Seaside promenade proposal to go before Scituate voters
By Jennifer Mann
The Patriot Ledger
Posted Apr 05, 2010 @ 07:59 AM
Town meeting will be asked to use community preservation money to build a harbor walk
SCITUATE — Quaint little bookstore? Check. Shops to roam aimlessly? Check. Restaurants with waterfront seating? Check.
Scituate Harbor has become a summertime delight for visitors who travel by land and by sea. But there is one thing missing: A continuous path along the water’s edge, the type of pedestrian-friendly accent that makes people want to stop and stay awhile.
Town meeting voters in the spring will decide whether to spend $220,000 in community preservation money to build a harbor walk, which would stretch along the southern edge of Cole Parkway, from the boat ramp to Front Street.

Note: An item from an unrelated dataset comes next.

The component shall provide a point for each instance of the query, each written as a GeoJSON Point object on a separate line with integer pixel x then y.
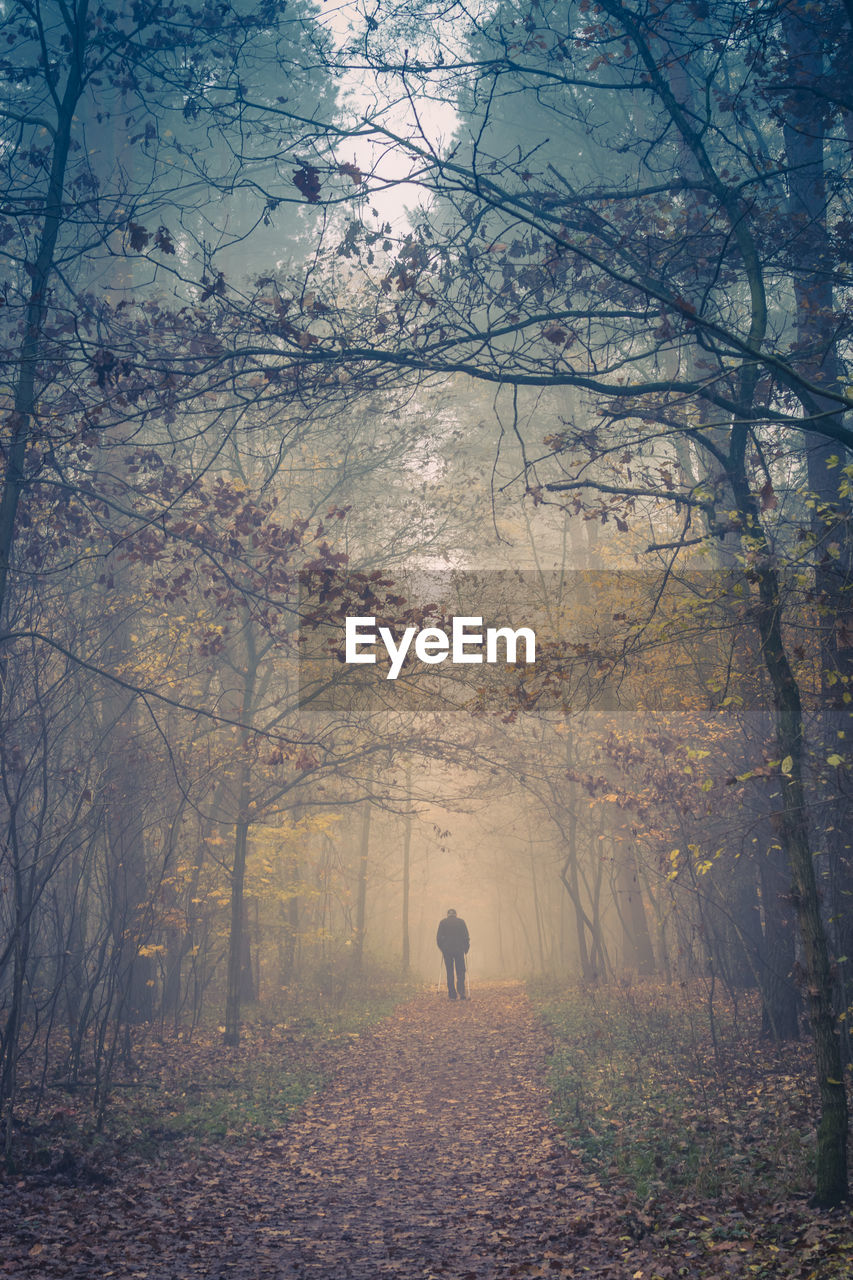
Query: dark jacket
{"type": "Point", "coordinates": [452, 936]}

The harbor walk would connect to the existing boardwalk that stretches from the boat ramp to the harbormaster’s office. The result would be a U-shaped promenade the length of the harbor parking lot, providing full view of the harbor’s 200 slips and 650 moorings.
The hope is to also add benches and signs along the boardwalk, where visitors can sit and learn about Satuit Brook, where early settlers first arrived, or the Irish Mossing Industry, which for years was run from Lucien Rousseau Landing in Cole Parkway.
“We thought it might be an opportunity for us to create something very nice for the town and make Scituate a boaters’ destination and a visitors’ destination,” said Harbormaster Mark Patterson, who is proposing the project.
Patterson said the project started on a smaller level a couple of years ago with improvements around the harbormaster’s office. Money was raised by allowing people to buy bricks which they could have engraved with their name or the name of their boat. The bricks are being used to form a walkway at the entrance to Cole Parkway, near Cole Parkway Boat Ramp.
Patterson said that around that time he was introduced to Scituate native Dick Ladd.
Ladd, who now lives in Annapolis, Md., was looking for a way to give back to his hometown. While in Scituate for a visit, he stopped by the harbormaster’s office where his father’s name is engraved on the wall. His father, Bob Ladd, was on the town planning board in the late 1970s and early 1980s, and according to Patterson, was instrumental in bringing in the money used to build the harbormaster’s office and town marina.
Patterson and Ladd struck up a conversation over coffee about ways to further improve the harbor. It led to more conversations over the phone. Whenever Ladd could get back to visit, the two spent days pacing out measurements and drawing up conceptual designs. Local landscape architect Sally Coyle also pitched in.
“As we got more and more into this, we realized this was very consistent with plans that my father had talked about, plans for what the harbor should be,” said Ladd, whose family has since donated money for the project.
The harbor walk has been OK’d by all the necessary town boards. Patterson said if town meeting votes to fund the project, the next step would be to put out a request for proposals and hopefully start construction in the fall.